Editorial du « Monde ». Une nouvelle fois, la Russie place l’Europe devant ses responsabilités : en menaçant l’Ukraine par une pression militaire massive et ostensible, Moscou met les Européens au défi de réagir, au côté de leur allié américain. Diverse, plurielle et multiforme, l’Europe est mal équipée pour parler d’une seule voix et agir en conséquence. Il est cependant crucial qu’elle maintienne son unité et adopte les mesures de fermeté qui s’imposent dans cette crise.

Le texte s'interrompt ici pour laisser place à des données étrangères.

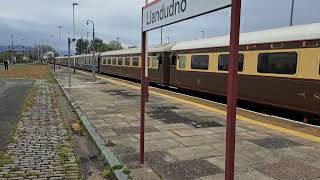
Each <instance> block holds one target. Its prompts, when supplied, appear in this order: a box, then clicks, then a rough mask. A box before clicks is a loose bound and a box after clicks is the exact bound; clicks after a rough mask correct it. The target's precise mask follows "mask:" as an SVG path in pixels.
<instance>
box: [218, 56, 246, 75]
mask: <svg viewBox="0 0 320 180" xmlns="http://www.w3.org/2000/svg"><path fill="white" fill-rule="evenodd" d="M243 61H244V55H243V54H239V61H238V71H240V72H241V71H243ZM228 67H229V54H220V55H219V58H218V70H219V71H228Z"/></svg>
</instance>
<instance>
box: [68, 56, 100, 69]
mask: <svg viewBox="0 0 320 180" xmlns="http://www.w3.org/2000/svg"><path fill="white" fill-rule="evenodd" d="M99 55H100V53H96V54H95V57H96V61H95V62H94V61H93V54H81V55H76V56H74V57H75V59H76V67H77V68H78V69H82V70H86V71H92V63H95V65H94V69H95V71H96V72H99V67H98V64H99Z"/></svg>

Sous différents formats, les Européens sont impliqués dans certaines discussions diplomatiques en cours avec la Russie : dans le cadre de l’OTAN, dont la majorité des trente Etats membres sont européens, dans le cadre de l’Organisation pour la sécurité et la coopération en Europe (OSCE), où ils sont tous représentés, et, de manière plus réduite, au sein du « format Normandie », où la France et l’Allemagne tentent depuis 2014 avec la Russie et l’Ukraine de trouver une solution au conflit du Donbass.
Les Etats-Unis informent très régulièrement les Européens de leurs discussions bilatérales avec la Russie depuis le début de la crise ; ils ont par ailleurs, séparément, une coopération étroite en matière de renseignement avec le Royaume-Uni au sein du groupe « Five Eyes », qui inclut aussi le Canada, l’Australie et la Nouvelle-Zélande.

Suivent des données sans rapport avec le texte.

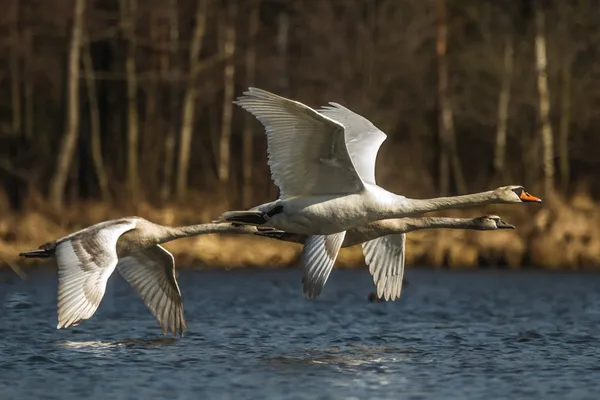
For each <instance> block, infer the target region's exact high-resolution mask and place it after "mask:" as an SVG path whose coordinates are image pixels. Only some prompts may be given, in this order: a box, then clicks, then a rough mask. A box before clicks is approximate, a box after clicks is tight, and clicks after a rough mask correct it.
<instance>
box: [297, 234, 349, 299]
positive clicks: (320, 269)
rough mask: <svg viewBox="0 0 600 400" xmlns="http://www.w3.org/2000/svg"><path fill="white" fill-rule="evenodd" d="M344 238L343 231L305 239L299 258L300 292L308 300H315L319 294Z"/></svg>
mask: <svg viewBox="0 0 600 400" xmlns="http://www.w3.org/2000/svg"><path fill="white" fill-rule="evenodd" d="M344 236H346V232H345V231H344V232H339V233H334V234H332V235H312V236H309V237H308V238H307V239H306V244H305V245H304V248H303V250H302V256H301V261H302V264H303V274H302V292H303V293H304V294H305V295H306V296H307V297H308V298H309V299H315V298H317V297H318V296H319V295H320V294H321V291H322V290H323V287H324V286H325V283H326V282H327V278H329V274H330V273H331V270H332V269H333V265H334V264H335V260H336V258H337V255H338V253H339V251H340V248H341V247H342V243H344Z"/></svg>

Mais l’Union européenne (UE) – dont certains Etats ne sont pas membres de l’OTAN – ne participe pas aux discussions. C’est un problème. L’UE est l’organisation européenne la plus intégrée et donc la plus directement concernée par une crise majeure à ses frontières. Elle est aussi directement concernée par toute éventuelle réorganisation de l’ordre de sécurité du continent.
« Conséquences massives »
Si elle veut s’imposer comme partenaire à part entière, cependant, l’Union doit d’abord s’accorder sur un message clair, unitaire et résolu face à Moscou. De nouveau réunis, lundi 24 janvier, à Bruxelles, les ministres des affaires étrangères des Vingt-Sept devaient continuer à travailler sur la panoplie de sanctions à imposer à la Russie en cas de nouvelle agression contre l’Ukraine.

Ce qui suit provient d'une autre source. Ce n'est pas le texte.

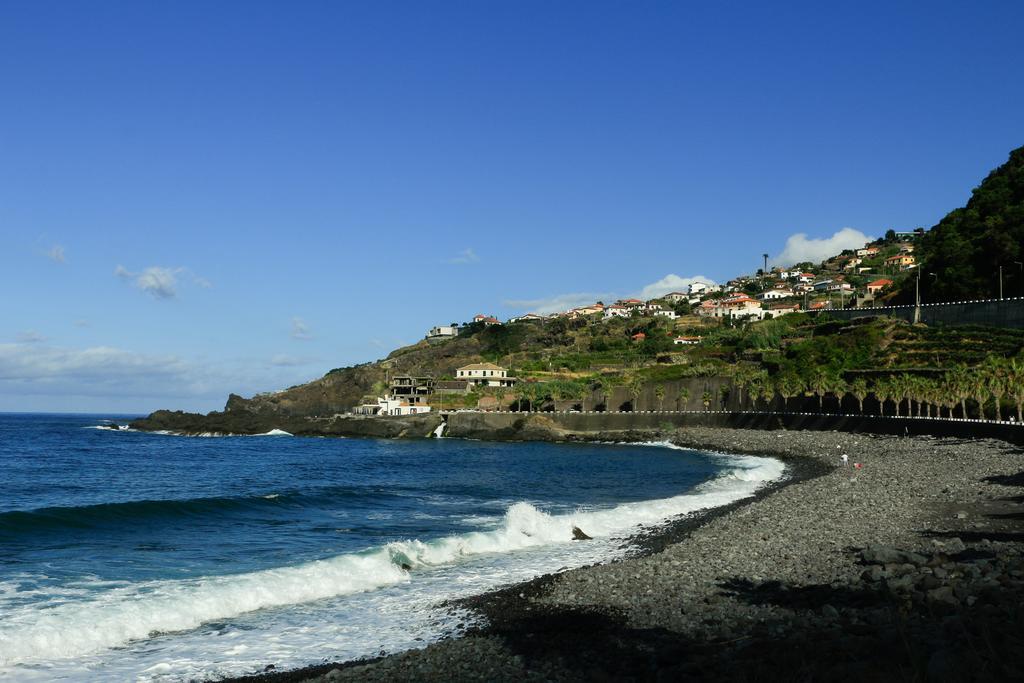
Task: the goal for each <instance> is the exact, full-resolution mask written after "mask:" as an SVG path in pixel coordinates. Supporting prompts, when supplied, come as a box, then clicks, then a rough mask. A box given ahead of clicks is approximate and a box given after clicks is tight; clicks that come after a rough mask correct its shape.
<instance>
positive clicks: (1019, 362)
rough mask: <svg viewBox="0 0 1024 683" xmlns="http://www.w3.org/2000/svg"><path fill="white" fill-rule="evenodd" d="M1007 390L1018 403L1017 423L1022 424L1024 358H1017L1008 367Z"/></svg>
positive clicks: (1009, 363)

En décembre 2021, l’UE a assuré qu’une telle agression contre l’Ukraine aurait des « conséquences massives et un coût sévère ». Il reste à déterminer quelles mesures, précisément, infligeraient de telles conséquences et à partir de quel seuil d’agression.
Depuis 2014, l’UE a su éviter de se diviser sur les sanctions décidées au lendemain de l’annexion de la Crimée, reconduites tous les six mois. Avec les Etats-Unis, elle a aussi maintenu ces deux derniers mois un front remarquablement uni, compte tenu de la diversité des sensibilités de ses Etats membres, face à ce nouveau défi russe.
Il faut maintenant aller plus loin, entrer dans le concret, prendre conscience du fait que certaines sanctions, pour être véritablement dissuasives, infligeront aussi un coût aux économies européennes et que toute agression doit être sanctionnée.
L’Allemagne doit avoir la lucidité et le courage de le comprendre. La France doit prendre garde à ne pas brouiller le message lorsqu’elle insiste, à juste titre, sur une réelle prise en compte de la voix et des intérêts européens dans la discussion russo-américaine.
Le président Vladimir Poutine sait parfaitement jouer des divisions entre Européens. Lui en offrir l’occasion dans cette crise serait désastreux. Mais c’est aussi à Washington que les Vingt-Sept doivent adresser ce message clair, unitaire et résolu : l’avenir du continent européen ne peut se négocier sans l’UE.